Psychiatrists should try not to respond to this situation in a way that is overly rigid or reflexive. Ethical principles may warrant exceptions. Psychiatrists should, in these cases, base their decisions on each patient's greatest needs.
Should Psychiatrists Encourage Cognitive Stimulation Exercises in Patients With AD?
Some evidence suggests that cognitive stimulation may help patients with AD.22,23 These exercises consist of a wide variety of cognitive activities, such as crossword puzzles, that require patients with AD to “use their minds” to a greater extent in the hope that this will prove beneficial to their AD. Loved ones may ask whether or not they should pursue cognitive stimulation exercises with AD patients.

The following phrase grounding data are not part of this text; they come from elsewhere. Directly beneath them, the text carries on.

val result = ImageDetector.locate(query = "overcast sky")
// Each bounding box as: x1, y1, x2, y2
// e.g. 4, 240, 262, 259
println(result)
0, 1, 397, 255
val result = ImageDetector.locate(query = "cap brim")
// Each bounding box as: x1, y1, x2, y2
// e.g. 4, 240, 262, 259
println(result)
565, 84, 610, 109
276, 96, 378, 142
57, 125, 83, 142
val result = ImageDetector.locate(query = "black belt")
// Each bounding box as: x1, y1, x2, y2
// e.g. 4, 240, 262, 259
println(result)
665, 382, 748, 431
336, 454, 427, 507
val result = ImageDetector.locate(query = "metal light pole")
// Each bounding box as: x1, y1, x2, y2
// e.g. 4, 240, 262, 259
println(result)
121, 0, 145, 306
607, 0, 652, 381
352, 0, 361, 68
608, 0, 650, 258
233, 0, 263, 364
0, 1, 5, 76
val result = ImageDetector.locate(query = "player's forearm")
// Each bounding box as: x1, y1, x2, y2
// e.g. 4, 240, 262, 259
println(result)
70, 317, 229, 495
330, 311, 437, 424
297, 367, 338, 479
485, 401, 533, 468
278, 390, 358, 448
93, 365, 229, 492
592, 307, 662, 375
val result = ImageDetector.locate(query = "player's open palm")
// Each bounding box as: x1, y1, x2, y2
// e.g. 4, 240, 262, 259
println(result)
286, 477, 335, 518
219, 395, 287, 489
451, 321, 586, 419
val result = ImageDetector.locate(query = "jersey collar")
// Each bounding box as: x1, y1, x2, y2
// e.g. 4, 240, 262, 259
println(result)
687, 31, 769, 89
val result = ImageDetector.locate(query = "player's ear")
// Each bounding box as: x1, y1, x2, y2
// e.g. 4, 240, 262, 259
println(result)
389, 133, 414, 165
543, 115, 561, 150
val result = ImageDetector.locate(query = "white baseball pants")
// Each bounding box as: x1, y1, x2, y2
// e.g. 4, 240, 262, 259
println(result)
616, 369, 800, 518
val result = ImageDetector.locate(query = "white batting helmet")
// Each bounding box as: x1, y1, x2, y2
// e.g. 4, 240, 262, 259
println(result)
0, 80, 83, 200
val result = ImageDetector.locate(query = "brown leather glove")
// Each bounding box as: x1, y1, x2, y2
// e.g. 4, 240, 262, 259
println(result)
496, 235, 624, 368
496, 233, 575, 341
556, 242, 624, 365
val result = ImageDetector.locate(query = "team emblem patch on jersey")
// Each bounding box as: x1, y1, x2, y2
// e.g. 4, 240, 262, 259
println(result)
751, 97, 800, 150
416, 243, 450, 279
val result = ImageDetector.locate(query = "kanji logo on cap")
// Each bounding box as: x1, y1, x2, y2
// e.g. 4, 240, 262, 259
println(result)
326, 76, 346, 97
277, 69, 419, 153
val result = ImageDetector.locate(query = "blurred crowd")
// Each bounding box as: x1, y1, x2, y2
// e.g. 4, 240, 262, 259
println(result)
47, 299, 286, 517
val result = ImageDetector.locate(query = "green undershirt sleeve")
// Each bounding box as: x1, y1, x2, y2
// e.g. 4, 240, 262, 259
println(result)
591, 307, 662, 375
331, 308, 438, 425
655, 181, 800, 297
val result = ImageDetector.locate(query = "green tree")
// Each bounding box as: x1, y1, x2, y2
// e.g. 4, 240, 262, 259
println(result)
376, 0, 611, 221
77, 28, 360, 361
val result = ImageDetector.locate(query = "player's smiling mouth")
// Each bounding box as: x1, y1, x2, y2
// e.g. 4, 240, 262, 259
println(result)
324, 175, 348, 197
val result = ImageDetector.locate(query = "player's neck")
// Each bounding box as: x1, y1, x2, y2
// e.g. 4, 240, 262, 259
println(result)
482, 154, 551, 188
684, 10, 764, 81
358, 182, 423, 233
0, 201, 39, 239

As with any off-label intervention, ethically, psychiatrists should weigh carefully each patient's relative risks and benefits from this form of treatment.24 These interventions may improve a patient's capacity for cognition but harm the patient's self esteem and/or his or her relationship with the loved one who is trying to “treat” the AD in this way. Ethically, these harms may outweigh the possible gains. Loved ones may have the best intentions, but they may do these patients harm by pushing the cognitive training too much. As a result, AD patients may feel shame because they believe that they should be able to do better. They may also believe, rightly or wrongly, that their loved ones are disappointed in how poorly they do. Moreover, these exercises may subtly but insidiously change the nature of the relationship between a loved one and a patient with AD. As a result, the AD patient may feel infantilized and increasingly unequal.

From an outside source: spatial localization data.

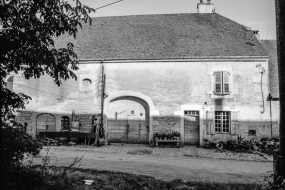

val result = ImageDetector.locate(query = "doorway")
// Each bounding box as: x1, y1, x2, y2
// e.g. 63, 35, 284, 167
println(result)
184, 111, 199, 146
107, 99, 148, 143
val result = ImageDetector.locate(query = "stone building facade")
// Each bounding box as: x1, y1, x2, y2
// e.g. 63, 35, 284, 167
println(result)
8, 0, 279, 146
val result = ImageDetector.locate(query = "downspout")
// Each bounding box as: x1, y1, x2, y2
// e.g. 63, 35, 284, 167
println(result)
256, 64, 265, 113
268, 92, 273, 137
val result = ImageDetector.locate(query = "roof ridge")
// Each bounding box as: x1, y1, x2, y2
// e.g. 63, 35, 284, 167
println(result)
90, 13, 209, 19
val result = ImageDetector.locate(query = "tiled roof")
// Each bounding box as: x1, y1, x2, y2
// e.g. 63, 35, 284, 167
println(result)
55, 13, 267, 59
260, 40, 279, 98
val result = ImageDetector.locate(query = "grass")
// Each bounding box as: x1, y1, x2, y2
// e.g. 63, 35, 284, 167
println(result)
39, 167, 262, 190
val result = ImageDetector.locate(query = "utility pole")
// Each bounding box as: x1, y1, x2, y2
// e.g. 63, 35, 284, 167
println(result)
99, 61, 106, 145
100, 62, 105, 127
275, 0, 285, 177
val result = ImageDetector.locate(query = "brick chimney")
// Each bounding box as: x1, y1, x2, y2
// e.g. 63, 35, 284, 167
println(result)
197, 0, 215, 13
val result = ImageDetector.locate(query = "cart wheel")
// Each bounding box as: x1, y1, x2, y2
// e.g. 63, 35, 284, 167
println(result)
216, 143, 223, 150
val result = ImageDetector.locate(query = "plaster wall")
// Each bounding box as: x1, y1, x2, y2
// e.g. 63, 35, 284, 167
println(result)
12, 60, 279, 145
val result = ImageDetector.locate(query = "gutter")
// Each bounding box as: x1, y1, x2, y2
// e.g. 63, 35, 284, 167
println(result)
76, 56, 269, 64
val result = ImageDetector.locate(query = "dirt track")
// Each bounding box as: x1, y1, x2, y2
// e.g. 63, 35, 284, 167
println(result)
28, 146, 273, 183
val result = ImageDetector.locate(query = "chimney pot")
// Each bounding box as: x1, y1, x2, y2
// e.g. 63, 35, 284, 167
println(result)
197, 0, 214, 13
253, 30, 260, 41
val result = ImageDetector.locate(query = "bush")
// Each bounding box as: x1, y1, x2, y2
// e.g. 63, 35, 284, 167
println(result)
262, 173, 285, 190
2, 123, 42, 169
1, 122, 43, 190
271, 137, 280, 142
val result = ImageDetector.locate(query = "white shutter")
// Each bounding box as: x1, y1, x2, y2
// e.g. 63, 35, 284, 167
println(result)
206, 111, 215, 134
223, 71, 230, 94
214, 72, 222, 95
231, 111, 240, 135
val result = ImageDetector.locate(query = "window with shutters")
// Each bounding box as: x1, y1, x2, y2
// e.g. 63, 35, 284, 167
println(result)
215, 111, 230, 133
214, 71, 230, 95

If an AD patient clearly enjoys the exercises, then the psychiatrist should encourage it. Psychiatrists should discuss this intervention with both the patient and his or her loved ones, taking particular care to alert both parties to these risks and potential benefits.
Conclusion
When treating patients with AD, psychiatrists should always keep in mind that what patients with AD generally most want is to be able to continue to relate to their loved ones as harmoniously as is possible for as long as possible. As a final example, I treat a patient with AD who still does a crossword puzzle together every morning with his spouse. This is the favorite part of their day.